Cd, Pb, and Zn had similar spatial distribution (Figure 2), with high pollution risk in the middle–east of the study area and low risk in the west and north–east regions. The high-risk regions were mainly concentrated in the concentrated areas of factories and enterprises. Similarly, Cr and Ni had similar spatial distributions, with high pollution risk in the north of the central region and low risk in the south–east and north–west regions. Cu had a different spatial distribution, with high pollution risk mainly concentrated in the middle of the study area and medium-risk areas in the south–west.

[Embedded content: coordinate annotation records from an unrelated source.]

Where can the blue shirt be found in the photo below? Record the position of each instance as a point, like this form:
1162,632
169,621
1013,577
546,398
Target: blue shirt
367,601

However, the results for As were poor and did not accurately reflect the spatial distribution of pollution risks due to the relatively low R².

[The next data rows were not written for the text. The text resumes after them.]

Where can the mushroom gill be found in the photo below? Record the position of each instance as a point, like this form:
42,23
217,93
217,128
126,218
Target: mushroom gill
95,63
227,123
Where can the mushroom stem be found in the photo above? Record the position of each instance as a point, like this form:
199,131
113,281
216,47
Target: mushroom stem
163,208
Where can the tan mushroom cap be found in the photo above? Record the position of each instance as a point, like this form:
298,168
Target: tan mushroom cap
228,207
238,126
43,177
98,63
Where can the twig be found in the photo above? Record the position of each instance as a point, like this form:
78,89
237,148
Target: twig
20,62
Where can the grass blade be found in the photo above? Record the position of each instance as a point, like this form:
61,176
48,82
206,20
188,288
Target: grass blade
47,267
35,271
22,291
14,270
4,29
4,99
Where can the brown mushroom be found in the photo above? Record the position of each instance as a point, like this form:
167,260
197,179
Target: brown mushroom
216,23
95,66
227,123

The relative importance of six independent factors (factory distance, slope, road distance, annual rainfall, annual average temperature, and elevation) was analyzed (Figure 3). Specifically, the factory distance factor had the highest weight in the modeling process for all seven heavy metals. Precipitation and annual average temperature were also important factors in predicting the pollution risks of Cr and Ni. The slope factor was important for predicting the pollution risks of Cd, Pb, and Cu. For As, the weight of the factory distance factor is not significantly higher than the weights of the other factors, and the weights of the other five factors are relatively equal. Considering the poor RF modeling accuracy of As (Figure 2), it can be inferred that none of the six factors is the main determinant of As soil contamination.

3.2. Contamination Evaluation of Heavy Metals

3.2.1. Single Pollution Index Method

The mean values of P_i for each heavy metal, from highest to lowest, were as follows: Cd (2.53), Zn (0.49), As (0.47), Cr (0.36), Cu (0.26), Pb (0.21), and Ni (0.19). Cd was the highest pollutant among all the tested metals. Based on the classification criteria for different levels of pollution, the P_i values indicated that the pollution level of Cd was in the moderately to heavily contaminated class. The pollution levels of the other heavy metals (Zn, As, Cr, Cu, Pb, and Ni) were at uncontaminated levels based on the mean values of P_i (Figure 4). However, when considering the maximum value, P_i, Pb, and Cr were at low to moderately contaminated levels, while Cd and Zn were at heavy to extremely contaminated levels. The other heavy metals (As, Cu, and Ni) showed an unpolluted tendency.

Overall, the study area was contaminated with Cd, and there might be some contamination with Zn, Pb, and Cr, depending on the maximum values of P_i. The other heavy metals were not likely to cause significant pollution in the area.

3.2.2. Nemero Index

The mean value of the Nemero index in the study area was 1.86, which indicated that the area was slightly polluted, but the precaution levels for the samples had varying levels of pollution, with some samples being only slightly polluted and others being seriously polluted. The results indicated that more than 56.5% of the samples were above the safety level (34 warning level samples, 14 mild pollution level samples, 7 moderate pollution level samples, and 23 severe pollution level samples).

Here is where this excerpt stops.